Antisocial Swarm Robots
Small avoidance-driven robots prompt visitors to project character, emotion, and social behaviour onto code.
Alex May developed Antisocial Swarm Robots with Anna Dumitriu as a robotic installation built around a simple rule: each small machine tries to avoid anything that enters its personal space. Inside a low enclosed arena, the robots circle, collide, retreat, and sometimes disable one another, producing behaviour that feels nervous, territorial, and unexpectedly social. The work is less about technical complexity than about how quickly visitors read intention, mood, and character into moving systems.
The robots do very little, but viewers do a great deal. They infer temperament, conflict, and social hierarchy from repeated avoidance routines, building narratives faster than the machines can justify them. That quick conversion of behaviour into meaning is central to May’s practice, where technological systems often reveal as much about human projection as about the code itself.
Additional notes
- Created in collaboration with Anna Dumitriu.

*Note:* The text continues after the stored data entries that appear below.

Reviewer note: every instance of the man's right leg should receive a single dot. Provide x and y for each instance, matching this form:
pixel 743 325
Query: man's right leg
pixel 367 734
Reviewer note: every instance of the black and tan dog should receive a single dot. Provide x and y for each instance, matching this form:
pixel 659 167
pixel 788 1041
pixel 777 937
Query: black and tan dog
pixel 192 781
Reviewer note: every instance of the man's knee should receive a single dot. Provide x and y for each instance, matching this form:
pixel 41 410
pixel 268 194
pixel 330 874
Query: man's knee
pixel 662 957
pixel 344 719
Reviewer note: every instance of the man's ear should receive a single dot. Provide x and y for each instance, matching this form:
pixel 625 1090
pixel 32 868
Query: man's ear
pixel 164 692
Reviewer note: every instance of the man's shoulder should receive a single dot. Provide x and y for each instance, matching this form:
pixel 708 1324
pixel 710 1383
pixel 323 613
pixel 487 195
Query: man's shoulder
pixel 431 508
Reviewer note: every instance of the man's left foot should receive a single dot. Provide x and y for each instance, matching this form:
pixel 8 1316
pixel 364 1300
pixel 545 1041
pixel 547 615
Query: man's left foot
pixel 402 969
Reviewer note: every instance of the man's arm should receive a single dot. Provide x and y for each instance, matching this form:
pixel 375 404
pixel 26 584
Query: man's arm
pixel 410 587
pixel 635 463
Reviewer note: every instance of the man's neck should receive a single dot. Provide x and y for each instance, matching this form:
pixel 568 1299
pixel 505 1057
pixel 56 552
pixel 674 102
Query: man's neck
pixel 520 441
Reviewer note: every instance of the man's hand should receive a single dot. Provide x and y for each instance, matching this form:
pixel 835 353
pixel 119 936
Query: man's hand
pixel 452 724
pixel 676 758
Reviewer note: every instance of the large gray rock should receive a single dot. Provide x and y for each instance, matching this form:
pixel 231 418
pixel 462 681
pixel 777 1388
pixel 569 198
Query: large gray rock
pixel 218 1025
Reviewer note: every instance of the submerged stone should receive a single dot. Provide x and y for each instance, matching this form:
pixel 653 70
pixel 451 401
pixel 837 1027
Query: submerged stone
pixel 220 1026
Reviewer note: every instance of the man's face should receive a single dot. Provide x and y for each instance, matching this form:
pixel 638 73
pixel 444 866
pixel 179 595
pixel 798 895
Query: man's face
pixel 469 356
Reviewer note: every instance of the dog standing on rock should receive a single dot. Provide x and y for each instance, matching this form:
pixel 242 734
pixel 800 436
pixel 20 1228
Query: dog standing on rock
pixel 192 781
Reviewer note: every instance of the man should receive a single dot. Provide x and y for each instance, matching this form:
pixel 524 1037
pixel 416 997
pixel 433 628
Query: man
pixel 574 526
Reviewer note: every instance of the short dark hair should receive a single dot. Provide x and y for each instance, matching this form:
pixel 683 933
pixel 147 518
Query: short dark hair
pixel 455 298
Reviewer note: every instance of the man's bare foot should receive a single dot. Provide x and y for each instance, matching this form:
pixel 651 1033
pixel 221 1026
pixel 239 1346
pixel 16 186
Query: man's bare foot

- Developed from a prototype shown at the Royal Academy of Arts, London, during Digital (Dis)connections: Ai Weiwei Late in 2015.
- Commissioned by Science Gallery Dublin for Humans Need Not Apply, shown from 10 February to 21 May 2017.
- Later exhibited at QUAD Derby in Our Friends Electric, Lodz Design Festival, IMPAKT in Utrecht, Schaumbad Graz in Machine Divas, and Ugly Duck, London, in Intelligent Machinery.
- Built from small mobile robots using ultrasound sensing and identical control code to generate emergent behaviour.